At 77 years young, Darrel Hawk says he’s about “two days older than dirt.” But he felt much younger earlier this month in Washington, D.C. It was his first time in the nation’s capital. He traveled as one of 24 area veterans in the Honor Flight program, sponsored by Southern Coffey County High School. Brothers Ed and Larry Thompson, both of Iola, also went on the trip.
The two-day tour, the 22nd the organization has taken, was a whirlwind of activity. Veterans and 24 accompanying high school students left Thursday, Nov. 9 at 2:30 in the morning. A fire truck, police car, ambulance, and a sheriff’s vehicle escorted them out of Le Roy – no sirens in the dead of night, of course – and the group boarded one of Kansas City’s first flights out of town. They returned early Saturday morning; the trip lasted just shy of 48 hours.
Hawk saw the Changing of the Guard at the Tomb of the Unknown Soldier, spent time at the Vietnam War Memorial, visited the MLK and FDR Memorials, and more. His favorite part? “All of it,” he said, grinning.

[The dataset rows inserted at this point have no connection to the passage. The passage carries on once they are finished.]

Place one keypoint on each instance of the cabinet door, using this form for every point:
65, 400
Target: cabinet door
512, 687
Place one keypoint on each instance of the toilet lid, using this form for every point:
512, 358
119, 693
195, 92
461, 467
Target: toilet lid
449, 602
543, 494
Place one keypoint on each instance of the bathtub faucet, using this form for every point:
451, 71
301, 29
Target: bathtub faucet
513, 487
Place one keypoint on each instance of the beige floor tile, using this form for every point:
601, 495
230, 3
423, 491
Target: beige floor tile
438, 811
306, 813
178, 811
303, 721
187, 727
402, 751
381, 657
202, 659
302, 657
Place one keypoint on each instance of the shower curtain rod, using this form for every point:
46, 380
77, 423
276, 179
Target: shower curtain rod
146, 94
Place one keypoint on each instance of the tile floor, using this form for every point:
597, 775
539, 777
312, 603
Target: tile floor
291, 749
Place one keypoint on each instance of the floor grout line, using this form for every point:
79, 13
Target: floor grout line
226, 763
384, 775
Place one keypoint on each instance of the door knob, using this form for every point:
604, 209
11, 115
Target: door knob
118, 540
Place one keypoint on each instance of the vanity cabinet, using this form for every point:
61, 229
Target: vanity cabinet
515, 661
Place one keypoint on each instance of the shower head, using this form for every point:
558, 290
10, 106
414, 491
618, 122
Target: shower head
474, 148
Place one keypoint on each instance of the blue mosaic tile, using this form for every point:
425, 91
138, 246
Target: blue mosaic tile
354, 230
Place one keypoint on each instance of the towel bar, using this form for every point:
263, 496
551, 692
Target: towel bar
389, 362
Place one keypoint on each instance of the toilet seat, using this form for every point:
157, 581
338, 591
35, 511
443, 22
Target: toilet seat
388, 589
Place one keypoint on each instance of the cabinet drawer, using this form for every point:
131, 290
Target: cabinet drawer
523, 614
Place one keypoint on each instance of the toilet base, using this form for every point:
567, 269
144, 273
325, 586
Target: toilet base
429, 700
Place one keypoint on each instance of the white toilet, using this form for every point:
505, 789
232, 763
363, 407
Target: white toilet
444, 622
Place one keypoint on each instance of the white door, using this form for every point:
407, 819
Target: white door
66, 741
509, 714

HAWK SERVED just shy of four years in the Navy, stationed on the USS Frank Knox, USS Carronade, and the USS St. Francis River. He joined straight out of high school.
Hawk grew up in Iola and remembers talking with his American Legion baseball coach about his plans after high school. “Where are you going to go play ball?” Hawk says his coach asked him. “And I said, ‘Well, I didn’t get any scholarships, so I’m going into the Navy.’ And my coach just looked at me and said, ‘Oh no, you don’t want to do that. They’re fighting!”
It was 1964. The Vietnam War was in full swing. But Hawk wanted to see the world. So he signed up.
The most memorable part of Hawk’s service undoubtedly was his time aboard the USS Frank Knox. The destroyer ran aground on the Pratas Reef in the South China Sea in July of 1965. Stuck in the middle of the ocean about 200 miles south of Hong Kong and damaged, “we were sitting ducks,” said Hawk.
Several attempts to free the ship, hilarious only in hindsight, were wildly unsuccessful. “All 300 of us had to run back and forth across the deck,” remembers Hawk. “Port to starboard, starboard to port, for about two hours. Of course, the boat didn’t move an inch. At the end, we were all just moving our heads back and forth. We couldn’t run anymore.”
Sailors subsequently attempted to blow up the coral reef that had trapped the ship. That didn’t work; it only further damaged the ship. They removed extra weight, throwing things overboard. No dice. Then the crew tried to patch the ship’s holes with plastic foam, thinking that could increase the vessel’s buoyancy. That worked – for a while. The plastic foam caught fire, remembers Hawk. So they abandoned that idea.
Amidst all this, Hawk was called into the destroyer’s radar room. They needed Hawk to weld a fan onto the wall to keep the equipment cool. Hawk remembers this part quite clearly.
“There was lots of scientific equipment in that room,” recalls Hawk. “That’s why they had to save the boat. They had everything covered up. I asked what it was. ‘I can show it to you,’ the guy told me, ‘but then I’ll have to shoot you.’ I told him I didn’t need to see anything.”
It was only after six weeks of efforts that the ship was finally freed thanks to five boats pulling her off the reef, and some welcome help from the tides.
IF THAT weren’t adventure enough for one lifetime, the story of how Hawk reconnected with Charyl Link surely is.
The two dated in high school. Link grew up in Piqua and attended Iola High School. Hawk, who grew up in LaHarpe, often crossed paths with Link in the parking lot. The rest is the stuff of young sweethearts. Before leaving for the Navy, Hawk visited Link to say farewell. That was that, a chapter closed.
Except not quite. At several different times over the subsequent decades, they missed each other by the slimmest of margins, one’s path weaving over and around the other’s.